La descente visait un homme suspecté dans l’affaire du meurtre de Jean-Daniel Célestin, tué d’une balle dans la tête le 13 mai dernier pour le vol de son scooter.
Visées lasers sur le corps… Menottes aux poignets… Très choqué par cette intervention musclée, Alexandre, jeune homme sans histoire de 24 ans a été pris un truand.
Aujourd’hui, il en veut aux forces de l’ordre sans distinction…
 

Comme au cinéma

 
Une semaine après l’intervention, les souvenirs sont encore vifs. Il était 8 heures du matin ce mercredi là quand… Alexandre raconte ce que sa famille a vécu.
« Toc, toc toc… ouvrez la porte ! C’est la gendarmerie. Ma mère va ouvrir. Mon frère est par la fenêtre, et il voit les lasers pointés sur lui. Les gendarmes entrent en bousculant ma mère ».
Une fois l’appartement sécurisé par les gendarmes qu’Alexandre juge très virulents, « mon frère et moi sommes  menottés ». Alexandre, n’en revient pas, il est à cet instant précis un suspect. Il est soupçonné d’être en lien avec les auteurs du meurtre du jeune Célestin… Sauf que ce n’est pas la bonne maison.
 

Image cassée

 
« Il y a un inspecteur qui est arrivé à la fin, il me montre des photos d’individus. C’est donc là que j’ai pu annoncer que ce n’était pas la bonne maison ».
Le seul tort de cette famille c’est d’habiter à quelques mètres du jeune homme recherché. Cette entrée fracassante a cependant laissé des traces.
« Je me dis que ce n’est pas la loi, il n’y a même pas un pardon, ils sont restés à  regarder ma mère à demie-nue au sol.
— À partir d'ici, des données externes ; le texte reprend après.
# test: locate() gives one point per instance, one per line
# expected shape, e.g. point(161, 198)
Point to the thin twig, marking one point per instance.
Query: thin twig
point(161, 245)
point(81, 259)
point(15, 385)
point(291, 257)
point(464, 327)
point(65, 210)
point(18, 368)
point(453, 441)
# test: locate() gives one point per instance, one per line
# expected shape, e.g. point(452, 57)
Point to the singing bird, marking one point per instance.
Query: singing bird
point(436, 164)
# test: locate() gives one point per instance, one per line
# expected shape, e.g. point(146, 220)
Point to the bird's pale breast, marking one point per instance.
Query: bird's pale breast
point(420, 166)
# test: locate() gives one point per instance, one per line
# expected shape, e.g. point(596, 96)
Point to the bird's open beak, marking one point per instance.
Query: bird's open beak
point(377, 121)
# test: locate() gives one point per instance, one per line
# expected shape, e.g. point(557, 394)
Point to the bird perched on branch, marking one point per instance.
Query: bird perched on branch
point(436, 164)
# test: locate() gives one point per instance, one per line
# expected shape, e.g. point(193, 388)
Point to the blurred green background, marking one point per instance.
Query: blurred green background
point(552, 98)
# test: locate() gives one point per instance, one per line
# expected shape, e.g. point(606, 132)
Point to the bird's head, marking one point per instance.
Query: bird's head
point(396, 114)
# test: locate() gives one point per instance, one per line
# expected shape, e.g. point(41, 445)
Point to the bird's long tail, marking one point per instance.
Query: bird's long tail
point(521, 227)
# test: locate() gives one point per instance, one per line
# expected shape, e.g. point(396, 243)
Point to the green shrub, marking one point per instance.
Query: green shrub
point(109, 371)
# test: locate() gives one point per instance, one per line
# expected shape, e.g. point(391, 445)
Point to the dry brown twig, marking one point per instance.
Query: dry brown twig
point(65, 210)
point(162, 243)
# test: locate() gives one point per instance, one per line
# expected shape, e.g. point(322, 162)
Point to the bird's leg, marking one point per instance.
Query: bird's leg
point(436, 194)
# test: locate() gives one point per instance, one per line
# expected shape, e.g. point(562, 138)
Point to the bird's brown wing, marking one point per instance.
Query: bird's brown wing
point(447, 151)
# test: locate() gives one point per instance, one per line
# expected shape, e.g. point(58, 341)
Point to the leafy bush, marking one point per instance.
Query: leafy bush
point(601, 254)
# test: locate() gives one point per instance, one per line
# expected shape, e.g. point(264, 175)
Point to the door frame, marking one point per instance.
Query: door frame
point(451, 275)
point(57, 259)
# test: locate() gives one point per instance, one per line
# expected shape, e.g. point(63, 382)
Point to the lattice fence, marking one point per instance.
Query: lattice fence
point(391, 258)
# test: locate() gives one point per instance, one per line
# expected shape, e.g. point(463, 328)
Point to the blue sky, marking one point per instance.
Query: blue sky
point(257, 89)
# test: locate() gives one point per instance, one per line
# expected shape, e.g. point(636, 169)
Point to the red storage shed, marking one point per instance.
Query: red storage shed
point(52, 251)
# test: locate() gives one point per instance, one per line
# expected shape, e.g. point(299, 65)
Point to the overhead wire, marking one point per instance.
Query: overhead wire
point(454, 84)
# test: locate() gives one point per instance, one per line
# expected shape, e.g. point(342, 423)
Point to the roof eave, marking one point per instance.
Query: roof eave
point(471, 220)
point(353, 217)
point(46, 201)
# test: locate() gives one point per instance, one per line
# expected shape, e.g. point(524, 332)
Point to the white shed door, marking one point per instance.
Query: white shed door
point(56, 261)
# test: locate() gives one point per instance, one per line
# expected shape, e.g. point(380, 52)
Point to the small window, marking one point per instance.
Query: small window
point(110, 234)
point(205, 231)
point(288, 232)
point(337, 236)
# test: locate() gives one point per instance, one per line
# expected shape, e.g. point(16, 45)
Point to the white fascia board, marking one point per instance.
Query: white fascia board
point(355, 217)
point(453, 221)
Là ça a cassé notre image dans le quartier, ma mère ne veut plus vivre dans la résidence ».
Une maman aujourd’hui malade et suivie par un psychologue selon son fils.
L’expérience reste extrêmement traumatisante pour la famille mais ce type d’erreur peut arriver dans des opérations judiciaires rappelle Jean-Louis Monteil, lieutenant colonel commandant de la section de recherche de Cayenne. Section de recherche qui ne s’exprime que très rarement dans les médias. 
 

Des recours sont possibles

 
Ce mercredi 20 juillet, les forces de l’ordre devaient procéder à une série de cinq arrestations sensibles dans le cadre du meurtre de Jean-Daniel Célestin.
« L’unité de la section de recherche devaient faire face durant ces arrestations à des criminels expérimentés. Elle devait donc rester sur ses gardes, d’où les mesures coercitives prises à la fois pour protéger les gendarmes, mais aussi les potentiels occupant. » Les mots d’explication de Jean-Louis Monteil, lieutenant colonel commandant la section de recherche de Cayenne.
Suite à cette méprise… Le colonel de la section de gendarmerie rappelle s’être personnellement excusé.
Il souligne aussi que le législateur a prévu des recours. En cas de dégâts commis par la force publique lors d’une intervention, il est possible d’être dédommagé. Une procédure appelée : requête d’indemnisation. Cette requête doit être adressée à la direction des services judiciaires du ministère de la justice à Paris. Dans un courrier où sont joints : facture des travaux de remise en état des biens endommagés.